# Hands-on Pandas

⏱️ 40 min.

Pandas is a powerfull and widely used tool for data analysis and manipulation. It allows us to work with tables of data, instead of just individual numbers or lists.

We're going to use Mito to generate a lot of pandas code for us, but in this section we'll learn the fundamentals of pandas. Having this background will allow us to understand and edit the code that Mito generates.

In this notebook, we'll learn about dataframes and series -- the two main data types in pandas.

## Dataframes and Series


Pandas is a package. So just like we did when working with the math module, we have to import it.

In [None]:
import pandas as pd

💡 **Series** and **DataFrame** two most important data structures in pandas.

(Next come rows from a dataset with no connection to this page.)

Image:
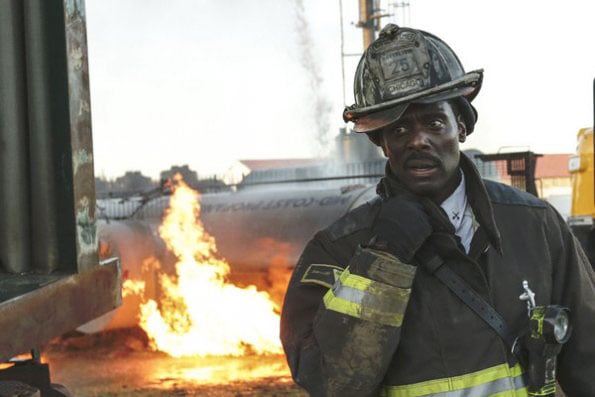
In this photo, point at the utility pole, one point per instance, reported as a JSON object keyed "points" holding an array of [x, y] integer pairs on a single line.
{"points": [[368, 21]]}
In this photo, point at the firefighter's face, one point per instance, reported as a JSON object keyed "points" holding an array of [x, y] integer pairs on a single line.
{"points": [[423, 149]]}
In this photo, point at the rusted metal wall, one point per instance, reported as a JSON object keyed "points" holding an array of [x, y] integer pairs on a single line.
{"points": [[47, 190], [51, 280], [80, 133]]}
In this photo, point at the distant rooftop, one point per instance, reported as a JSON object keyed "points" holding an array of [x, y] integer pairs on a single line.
{"points": [[260, 165], [552, 166]]}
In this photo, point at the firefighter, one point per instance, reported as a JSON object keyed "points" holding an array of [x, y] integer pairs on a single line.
{"points": [[392, 298]]}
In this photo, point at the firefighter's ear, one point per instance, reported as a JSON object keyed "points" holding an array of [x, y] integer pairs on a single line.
{"points": [[462, 127]]}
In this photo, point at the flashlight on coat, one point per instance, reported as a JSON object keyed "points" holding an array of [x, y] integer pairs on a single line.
{"points": [[549, 329]]}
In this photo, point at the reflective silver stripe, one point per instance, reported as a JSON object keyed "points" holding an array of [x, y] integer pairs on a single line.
{"points": [[348, 293], [486, 389], [387, 299]]}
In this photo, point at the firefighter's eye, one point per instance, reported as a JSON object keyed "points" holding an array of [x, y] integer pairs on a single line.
{"points": [[436, 123], [399, 130]]}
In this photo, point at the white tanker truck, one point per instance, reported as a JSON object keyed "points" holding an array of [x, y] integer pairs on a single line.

A Pandas **Series** is a one-dimensional array. Think of it like a column in an Excel sheet.  

A Pandas **DataFrame** is a two-dimensional table made up of several Series. Think of it like a table in Excel.

Both have an **index** that serves as a unique identifier for each row.

In [None]:
pd.Series([1, 3, 5, 6])

In [None]:
pd.DataFrame({
    'A': [1,2,3],
    'B': [4,5,6],
    'C': [7,8,9]
})

🧑‍💻 Store the above dataframe in a variable called df and print it.

In [None]:
# TODO: Replace me with your code

💡 Just like in Excel, we can add new columns to our dataframe, calculate the sum of columns, filter columns, etc.

🧑‍💻 Run the following code to add column `D`.

In [None]:
df = pd.DataFrame({
    'A': [1,2,3],
    'B': [4,5,6],
    'C': [7,8,9]
})
df['D'] = 1
df

🧑‍💻 Run the following code to create a new column `E` that is the sum of `A` and `B`

In [None]:
df['E'] = df['A'] + df['B']

🧑‍💻 Delete column B by running the code below.

In [None]:
df.drop('B', axis=1)
df

Well, what happend here? Why is B still in the original_df?  

The `drop` function **returns** a new dataframe with the updated result instead of editing the dataframe in place. 

🧑‍💻 Go to the above cell and assign orginial dataframe to the return value by typing `df = df.drop('B', axis=1)`.  

Many pandas functions also have the `inplace` parameter. When set to True, the function will update the dataframe inplace. But by default, inplace=False.

In [None]:
new_df = pd.DataFrame({
    'A': [1,2,3],
    'B': [4,5,6],
    'C': [7,8,9]
})

In [None]:
new_df.drop('A', axis=1, inplace=True)
new_df

Let's explore some other common Pandas operations

In [None]:
df = pd.DataFrame({
    'A': [1,2,3],
    'B': [4,5,6],
    'C': [7,8,9]
})

In [None]:
df['D'] = (df['C']+df['B']) / df['A']
df

💡 To filter pandas dataframes, use conditionals.

In [None]:
df = df[df['A'] > 1]
df

Let's understand how filtering pandas dataframes works by breaking apart the above line of code.

In [None]:
df = pd.DataFrame({
    'A': [1,2,3],
    'B': [4,5,6],
    'C': [7,8,9]
})

boolean_index = df['A'] > 1
boolean_index

In [None]:
df = df[boolean_index]
df

Notice that the final df only contains rows that had a True value in the boolean_index.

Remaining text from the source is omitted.